Progetto Collettivo 2020
Un paio di cose che credo di aver capito sulla fotografia reclusa
Sguardo recluso, fotografia reclusa. Sarò sincero: in questo tempo di restrizione la bilancia pende, per me, più a favore dei vantaggi che delle frustrazioni. Questa strana bolla di tempo sospeso ha imprigionato il corpo, ma non la mente. Anzi, ha favorito qualche ripensamento sullo sguardo e sulla fotografia. Mi spiego. Guardare, il verbo che regge buona parte dell’atto fotografico, è un gesto potente, che richiede decisioni. Io decido quanto è ampio il mio orizzonte. Per esempio: posso camminare guardando solo i miei piedi; oppure posso camminare e guardare il sentiero e gli alberi e i campi e magari anche il cielo e le nuvole.
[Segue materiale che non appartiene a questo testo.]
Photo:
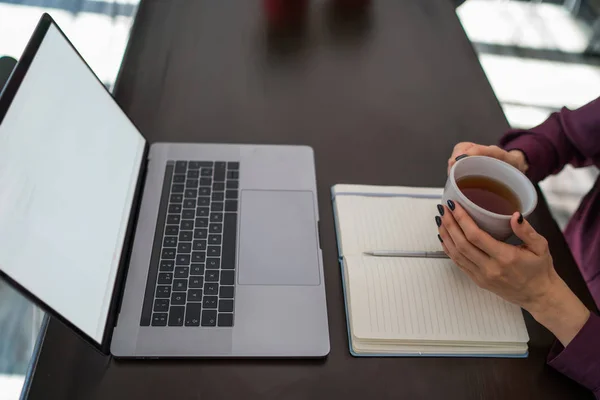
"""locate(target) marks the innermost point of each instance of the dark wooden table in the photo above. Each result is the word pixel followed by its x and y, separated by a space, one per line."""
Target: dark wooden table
pixel 382 99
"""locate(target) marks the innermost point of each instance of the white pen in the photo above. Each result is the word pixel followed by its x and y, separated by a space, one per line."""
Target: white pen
pixel 420 254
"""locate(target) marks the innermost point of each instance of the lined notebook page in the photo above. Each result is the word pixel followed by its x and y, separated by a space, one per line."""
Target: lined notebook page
pixel 425 299
pixel 386 223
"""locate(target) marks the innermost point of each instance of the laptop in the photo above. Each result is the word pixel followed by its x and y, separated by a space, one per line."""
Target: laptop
pixel 151 251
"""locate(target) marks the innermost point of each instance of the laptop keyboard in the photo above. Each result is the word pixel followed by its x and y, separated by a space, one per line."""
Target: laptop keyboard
pixel 192 269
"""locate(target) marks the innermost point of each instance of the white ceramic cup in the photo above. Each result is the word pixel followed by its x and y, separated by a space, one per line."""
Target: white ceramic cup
pixel 497 225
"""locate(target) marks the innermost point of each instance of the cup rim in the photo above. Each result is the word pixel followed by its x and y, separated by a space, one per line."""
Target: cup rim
pixel 464 198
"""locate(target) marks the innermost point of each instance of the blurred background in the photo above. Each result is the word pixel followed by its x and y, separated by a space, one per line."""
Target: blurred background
pixel 538 56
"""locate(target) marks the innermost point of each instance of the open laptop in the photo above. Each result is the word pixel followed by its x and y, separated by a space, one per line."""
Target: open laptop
pixel 168 250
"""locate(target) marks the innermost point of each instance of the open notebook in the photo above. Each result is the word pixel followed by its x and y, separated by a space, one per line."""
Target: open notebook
pixel 413 306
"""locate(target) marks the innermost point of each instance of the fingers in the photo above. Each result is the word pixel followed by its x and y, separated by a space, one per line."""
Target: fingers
pixel 535 242
pixel 450 248
pixel 478 238
pixel 462 244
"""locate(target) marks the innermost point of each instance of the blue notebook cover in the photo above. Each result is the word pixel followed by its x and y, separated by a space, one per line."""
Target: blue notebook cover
pixel 344 288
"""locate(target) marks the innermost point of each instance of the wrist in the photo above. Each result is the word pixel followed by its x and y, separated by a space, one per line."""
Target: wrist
pixel 560 311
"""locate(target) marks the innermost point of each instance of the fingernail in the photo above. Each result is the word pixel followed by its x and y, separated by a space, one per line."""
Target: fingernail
pixel 451 205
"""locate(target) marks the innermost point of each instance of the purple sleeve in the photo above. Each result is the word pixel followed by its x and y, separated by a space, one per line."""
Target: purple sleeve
pixel 566 137
pixel 580 360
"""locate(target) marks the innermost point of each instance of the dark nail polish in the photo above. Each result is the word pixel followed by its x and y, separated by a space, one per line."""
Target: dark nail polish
pixel 451 205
In altre parole: io decido quanto è grande il mondo in quel momento. Io decido la velocità del mio sguardo, cioè: deci do quanto tempo mi soffermo sulle cose o su alcuni aspetti delle cose. È il ritmo che il mondo ha, per me, in quel momento. Ecco, queste sono due decisioni potenti che lo sguardo metteva in atto prima della quarantena. E oggi?
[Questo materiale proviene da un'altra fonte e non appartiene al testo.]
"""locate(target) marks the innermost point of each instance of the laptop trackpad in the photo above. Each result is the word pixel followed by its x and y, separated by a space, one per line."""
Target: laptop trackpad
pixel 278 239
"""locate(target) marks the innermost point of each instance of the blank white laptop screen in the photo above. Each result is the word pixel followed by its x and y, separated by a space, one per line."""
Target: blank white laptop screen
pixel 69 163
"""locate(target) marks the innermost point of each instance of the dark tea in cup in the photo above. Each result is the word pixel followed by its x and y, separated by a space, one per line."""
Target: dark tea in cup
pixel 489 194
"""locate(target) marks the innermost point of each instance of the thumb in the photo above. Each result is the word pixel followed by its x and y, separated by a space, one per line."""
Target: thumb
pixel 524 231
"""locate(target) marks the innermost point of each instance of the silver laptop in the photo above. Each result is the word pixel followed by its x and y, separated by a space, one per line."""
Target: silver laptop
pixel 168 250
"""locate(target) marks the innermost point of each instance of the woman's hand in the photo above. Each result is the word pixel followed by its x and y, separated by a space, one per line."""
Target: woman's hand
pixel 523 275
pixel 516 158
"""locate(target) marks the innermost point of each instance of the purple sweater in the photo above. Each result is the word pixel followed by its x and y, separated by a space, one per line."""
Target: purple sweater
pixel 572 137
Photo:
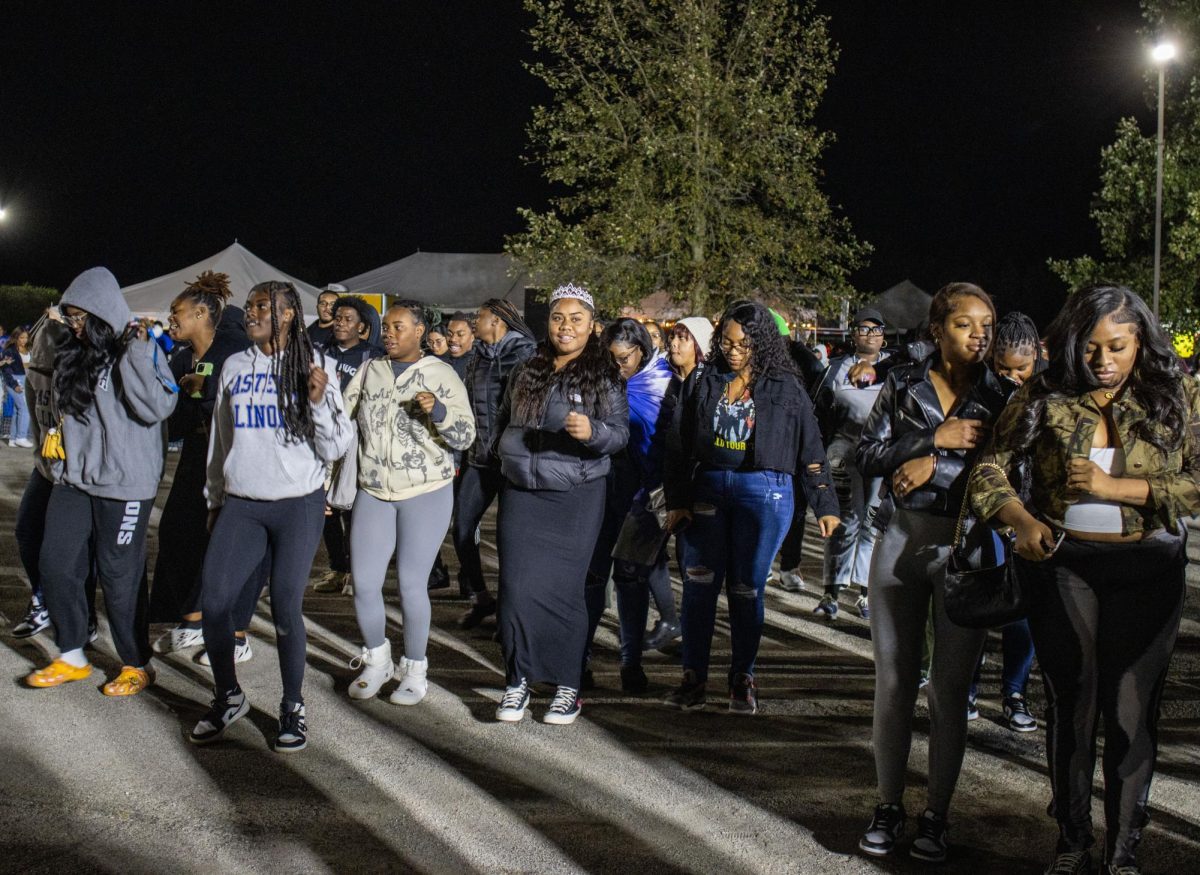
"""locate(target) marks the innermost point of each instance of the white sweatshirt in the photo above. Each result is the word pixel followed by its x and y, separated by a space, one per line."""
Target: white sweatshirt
pixel 250 454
Oggi il mio orizzonte è stato deciso da altri. Oggi il mondo si è contratto, è stato relegato d’imperio nelle stanze in cui vivo e l’esperienza del mondo, là fuori, posso farla solo dalla finestra, che diventa – come diceva Luigi Ghirri – un’inquadratura naturale. Oggi vivo il mondo esterno come una fotografia lunga giornate intere. E la finestra, o la porta, sono diventate soglie invalicabili, soglie attraverso le quali non è più possibile il passaggio tra il dentro e il fuori. Così, questo orizzonte ristretto mi ha compresso verso una interiorità tutta da esplorare. In questo orizzonte limitato succede una cosa bellissima: la velocità del mio sguardo rallenta. Se prima lo sguardo era, detto in termini musicali, un presto o un prestissimo, cioè era uno sguardo nevrotico, che non si posava mai a lungo sulle cose, oggi lo sguardo è un largo, un adagio con sentimento. Oggi il mio sguardo si ferma, si stende sulle cose, in ascolto: del domestico quotidiano, dell’umile, del dimenticato. E questa nuova esplorazione porta alla luce qualcosa che era rimasto incompleto. Lo sguardo rallentato ha, paradossalmente, creato una nuova vastità dell’orizzonte. Il mondo è tornato ad allargarsi, in direzioni e profondità dimenticate. Verso la memoria, verso il desiderio, verso la voglia di futuro, verso ciò che era nascosto perché ignorato dall’abitudine. Cosi, in questi giorni di quarantena, le mie fotografie sono diventate, anche a mia insaputa, le mappe di un nuovo mondo, un po’ reale e un po’ immaginario. Mappe di un nuovo stupore.